By Jasminee Sahoye
The first human rights tribunal case being heard following the death of a Jamaican migrant worker will have its last day of hearing on Friday June 28.
Justicia for Migrant Workers (J4MW) is urging members of the community to attend the closing day of this historic hearing which has been examining the workplace death of Ned Livingston Peart, a Jamaican migrant farm worker who was killed working in a tobacco farm in rural Ontario in 2002.
This case is intended to bring forward changes to prevent workplace deaths and injuries and to improve working and living conditions of migrant farm workers in the province.
The Peart case is based on the refusal of the Office of the Chief Coroner to grant an inquest into his death.
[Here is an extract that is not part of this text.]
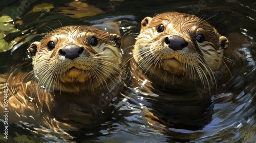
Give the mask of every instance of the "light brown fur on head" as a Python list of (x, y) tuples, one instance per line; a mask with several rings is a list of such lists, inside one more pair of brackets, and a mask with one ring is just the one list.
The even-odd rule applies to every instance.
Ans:
[(178, 12), (145, 17), (137, 39), (135, 61), (146, 75), (163, 84), (173, 83), (174, 77), (208, 82), (207, 76), (212, 79), (229, 44), (205, 20)]
[[(93, 42), (95, 45), (90, 44)], [(53, 44), (50, 42), (53, 43), (53, 48), (49, 48)], [(107, 87), (114, 81), (120, 72), (120, 44), (117, 35), (75, 26), (53, 30), (40, 42), (32, 43), (29, 50), (39, 85), (47, 90), (77, 92)], [(66, 58), (61, 50), (74, 45), (81, 47), (79, 56)]]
Peart was brought to Ontario through the Commonwealth Seasonal Agricultural Workers Program. His family sought to have a coroner’s inquest into his death because of safety concerns on the job.
According to J4MW, there has never been an inquest into the death of a migrant worker under the Seasonal Agricultural Worker Program in Ontario or anywhere in Canada.
Peart’s brother brought a complaint to the Human Rights Commission in the summer of 2005 asserting that section 10(5) of the Coroners Act, which provides that a mandatory inquest will be held for certain types of workers while excluding others, violates the code because such provisions have an adverse impact on the applicant and migrant workers in Ontario.
He travelled from Jamaica to testify on the first day of the tribunal. He had told the Camera that despite it took years for the human rights tribunal to hear evidence, his wait was not in vain.
He said his brother’s death will serve as a catalyst for change in the form of regulations to prevent migrant workers from being injured and/or die on the job.